March 8 (Reuters) - The following are the top stories from selected Canadian newspapers. Reuters has not verified these stories and does not vouch for their accuracy.
* Alberta Premier Alison Redford has rolled out an austerity budget that halts spending growth, abandons many of her election promises and will return the province to a level of debt not seen for two decades.
* The Parti Quebecois government is cancelling an intensive English-language program in French elementary schools, fuelling the debate over the importance English should have in Quebec society.
* The Northwest Territories is about to take control of its own land, resources and water for the first time in its history, but former Premier Stephen Kakfwi says the transfer of power from Ottawa to Yellowknife could come at a cost to the environment and preservation of the land.
Reports in the business section:
* Bombardier Inc is taking a step toward a full-blown battle with aircraft giants Airbus SAS and Boeing Co, introducing a version of its new C Series plane that increases the number of seats to 160.
* The federal government issued new rules designed to help smaller players compete in the C$19 billion wireless telecom market, but the measures may not be enough to allow them to make substantial inroads against the industry's incumbents.
* Canadian Natural Resources Ltd is putting a quarter of its Montney natural gas assets up for sale or partnership, adding another big parcel of property in the British Columbia-Alberta region to the auction block.
* Opposition MPs who sit on a key House of Commons committee are poised to ask the government to turn over key financial documents in the run-up to the federal budget.
* Ottawa's plan to bolster the navy's fleet nudged toward the drawing board on Thursday after it signed a contract to design the next generation of Arctic offshore patrol ships.
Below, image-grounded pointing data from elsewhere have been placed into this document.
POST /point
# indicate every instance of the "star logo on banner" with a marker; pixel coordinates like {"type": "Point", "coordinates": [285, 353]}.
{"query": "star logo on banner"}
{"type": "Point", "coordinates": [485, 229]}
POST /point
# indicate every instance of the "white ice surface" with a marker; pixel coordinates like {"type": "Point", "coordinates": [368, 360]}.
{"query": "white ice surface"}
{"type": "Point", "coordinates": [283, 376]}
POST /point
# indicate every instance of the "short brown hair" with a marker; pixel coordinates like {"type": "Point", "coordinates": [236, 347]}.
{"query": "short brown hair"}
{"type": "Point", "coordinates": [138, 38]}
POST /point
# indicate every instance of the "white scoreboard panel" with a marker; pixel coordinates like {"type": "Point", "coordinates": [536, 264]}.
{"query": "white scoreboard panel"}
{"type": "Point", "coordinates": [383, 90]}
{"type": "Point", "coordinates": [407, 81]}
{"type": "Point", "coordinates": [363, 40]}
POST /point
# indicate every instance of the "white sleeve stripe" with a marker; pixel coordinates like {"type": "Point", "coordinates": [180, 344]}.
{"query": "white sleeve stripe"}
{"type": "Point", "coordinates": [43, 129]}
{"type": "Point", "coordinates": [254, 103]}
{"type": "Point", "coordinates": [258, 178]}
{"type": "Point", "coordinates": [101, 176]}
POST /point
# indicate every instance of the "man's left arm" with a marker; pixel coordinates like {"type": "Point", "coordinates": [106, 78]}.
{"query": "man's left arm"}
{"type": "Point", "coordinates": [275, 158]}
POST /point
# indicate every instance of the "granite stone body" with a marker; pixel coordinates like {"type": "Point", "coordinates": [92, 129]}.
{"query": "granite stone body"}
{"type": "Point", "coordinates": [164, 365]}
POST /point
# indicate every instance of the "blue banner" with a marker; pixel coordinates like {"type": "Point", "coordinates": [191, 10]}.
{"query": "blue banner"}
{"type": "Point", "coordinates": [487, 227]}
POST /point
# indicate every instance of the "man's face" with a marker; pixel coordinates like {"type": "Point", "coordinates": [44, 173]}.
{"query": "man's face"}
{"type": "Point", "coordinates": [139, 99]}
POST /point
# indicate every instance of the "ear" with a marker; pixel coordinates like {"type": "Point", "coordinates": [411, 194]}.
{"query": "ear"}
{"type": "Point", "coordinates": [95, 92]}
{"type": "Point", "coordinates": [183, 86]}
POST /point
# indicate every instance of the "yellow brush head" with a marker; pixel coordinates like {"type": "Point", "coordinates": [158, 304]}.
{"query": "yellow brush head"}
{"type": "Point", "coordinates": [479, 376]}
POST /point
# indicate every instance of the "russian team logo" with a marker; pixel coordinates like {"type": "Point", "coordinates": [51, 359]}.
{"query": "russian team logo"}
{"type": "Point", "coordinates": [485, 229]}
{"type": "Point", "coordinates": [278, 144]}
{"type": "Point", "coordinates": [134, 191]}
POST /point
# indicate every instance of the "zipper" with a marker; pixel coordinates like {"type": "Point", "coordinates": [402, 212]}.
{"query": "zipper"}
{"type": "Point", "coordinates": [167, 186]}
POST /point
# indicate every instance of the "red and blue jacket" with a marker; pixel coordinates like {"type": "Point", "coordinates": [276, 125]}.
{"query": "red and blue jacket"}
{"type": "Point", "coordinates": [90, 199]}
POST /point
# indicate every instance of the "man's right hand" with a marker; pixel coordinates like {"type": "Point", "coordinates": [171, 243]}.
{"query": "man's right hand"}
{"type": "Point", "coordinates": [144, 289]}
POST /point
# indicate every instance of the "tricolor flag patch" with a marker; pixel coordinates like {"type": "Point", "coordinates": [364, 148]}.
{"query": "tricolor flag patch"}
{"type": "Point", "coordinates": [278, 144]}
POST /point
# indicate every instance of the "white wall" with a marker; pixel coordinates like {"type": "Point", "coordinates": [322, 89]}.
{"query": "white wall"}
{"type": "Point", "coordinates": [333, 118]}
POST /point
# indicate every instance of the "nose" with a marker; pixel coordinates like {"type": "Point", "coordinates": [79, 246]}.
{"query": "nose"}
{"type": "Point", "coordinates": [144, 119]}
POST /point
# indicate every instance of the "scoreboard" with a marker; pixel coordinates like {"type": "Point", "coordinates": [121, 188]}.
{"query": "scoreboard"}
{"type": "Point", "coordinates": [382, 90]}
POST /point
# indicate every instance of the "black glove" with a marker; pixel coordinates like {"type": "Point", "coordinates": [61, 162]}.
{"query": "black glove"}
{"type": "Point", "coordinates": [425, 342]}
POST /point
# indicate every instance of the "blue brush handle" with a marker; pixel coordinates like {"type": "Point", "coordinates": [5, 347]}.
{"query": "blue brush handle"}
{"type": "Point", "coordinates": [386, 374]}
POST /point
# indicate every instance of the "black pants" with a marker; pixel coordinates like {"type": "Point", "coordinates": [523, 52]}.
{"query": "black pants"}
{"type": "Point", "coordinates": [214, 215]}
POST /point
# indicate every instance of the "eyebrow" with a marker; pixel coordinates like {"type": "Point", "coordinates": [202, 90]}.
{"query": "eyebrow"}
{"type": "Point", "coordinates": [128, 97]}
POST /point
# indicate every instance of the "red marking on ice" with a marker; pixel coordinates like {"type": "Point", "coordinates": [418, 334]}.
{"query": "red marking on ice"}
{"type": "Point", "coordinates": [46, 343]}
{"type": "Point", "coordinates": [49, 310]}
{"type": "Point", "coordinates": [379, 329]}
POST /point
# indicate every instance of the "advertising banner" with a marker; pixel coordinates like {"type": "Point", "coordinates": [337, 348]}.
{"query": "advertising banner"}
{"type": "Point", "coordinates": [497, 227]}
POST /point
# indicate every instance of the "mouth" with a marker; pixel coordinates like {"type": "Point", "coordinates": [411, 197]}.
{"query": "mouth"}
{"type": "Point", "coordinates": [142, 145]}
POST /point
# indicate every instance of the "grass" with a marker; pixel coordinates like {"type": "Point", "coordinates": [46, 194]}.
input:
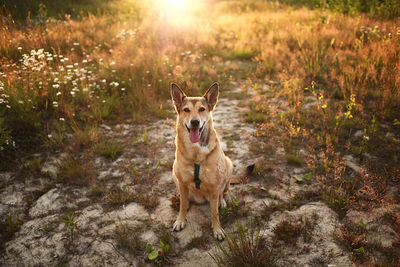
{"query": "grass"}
{"type": "Point", "coordinates": [289, 230]}
{"type": "Point", "coordinates": [329, 75]}
{"type": "Point", "coordinates": [109, 149]}
{"type": "Point", "coordinates": [246, 247]}
{"type": "Point", "coordinates": [128, 238]}
{"type": "Point", "coordinates": [117, 196]}
{"type": "Point", "coordinates": [75, 171]}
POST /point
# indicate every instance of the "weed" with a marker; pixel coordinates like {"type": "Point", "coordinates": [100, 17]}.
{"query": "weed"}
{"type": "Point", "coordinates": [294, 159]}
{"type": "Point", "coordinates": [289, 230]}
{"type": "Point", "coordinates": [159, 257]}
{"type": "Point", "coordinates": [96, 191]}
{"type": "Point", "coordinates": [71, 222]}
{"type": "Point", "coordinates": [175, 202]}
{"type": "Point", "coordinates": [128, 237]}
{"type": "Point", "coordinates": [255, 117]}
{"type": "Point", "coordinates": [236, 209]}
{"type": "Point", "coordinates": [354, 237]}
{"type": "Point", "coordinates": [109, 149]}
{"type": "Point", "coordinates": [74, 171]}
{"type": "Point", "coordinates": [117, 196]}
{"type": "Point", "coordinates": [246, 247]}
{"type": "Point", "coordinates": [148, 199]}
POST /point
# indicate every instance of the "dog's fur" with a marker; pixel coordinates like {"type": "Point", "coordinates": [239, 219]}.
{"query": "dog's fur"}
{"type": "Point", "coordinates": [199, 143]}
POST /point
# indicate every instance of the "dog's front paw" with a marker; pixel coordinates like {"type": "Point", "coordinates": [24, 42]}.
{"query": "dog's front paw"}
{"type": "Point", "coordinates": [219, 233]}
{"type": "Point", "coordinates": [222, 203]}
{"type": "Point", "coordinates": [179, 225]}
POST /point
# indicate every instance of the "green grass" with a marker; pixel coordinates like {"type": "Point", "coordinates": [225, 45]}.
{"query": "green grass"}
{"type": "Point", "coordinates": [109, 149]}
{"type": "Point", "coordinates": [245, 247]}
{"type": "Point", "coordinates": [128, 238]}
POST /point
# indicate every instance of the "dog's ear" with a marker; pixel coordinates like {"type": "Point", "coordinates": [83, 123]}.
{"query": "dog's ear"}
{"type": "Point", "coordinates": [212, 95]}
{"type": "Point", "coordinates": [177, 96]}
* The federal government has quietly conceded that it made a "drafting error" in its oft-criticized refugee legislation passed last June and it appears a new law may be the only way to fix it. A "note" posted on Citizenship and Immigration's website just above an explanation about Canada's new Refugee Appeal Division suggests the new provision, which allows certain failed asylum claimants to seek a second opinion, came into force four months before it was supposed to.
* While Canadian smartphone maker BlackBerry said it plans less expensive devices for emerging markets like India, the company has no plans to get into the $50 to $60 price range to compete with lower-cost Asian rivals.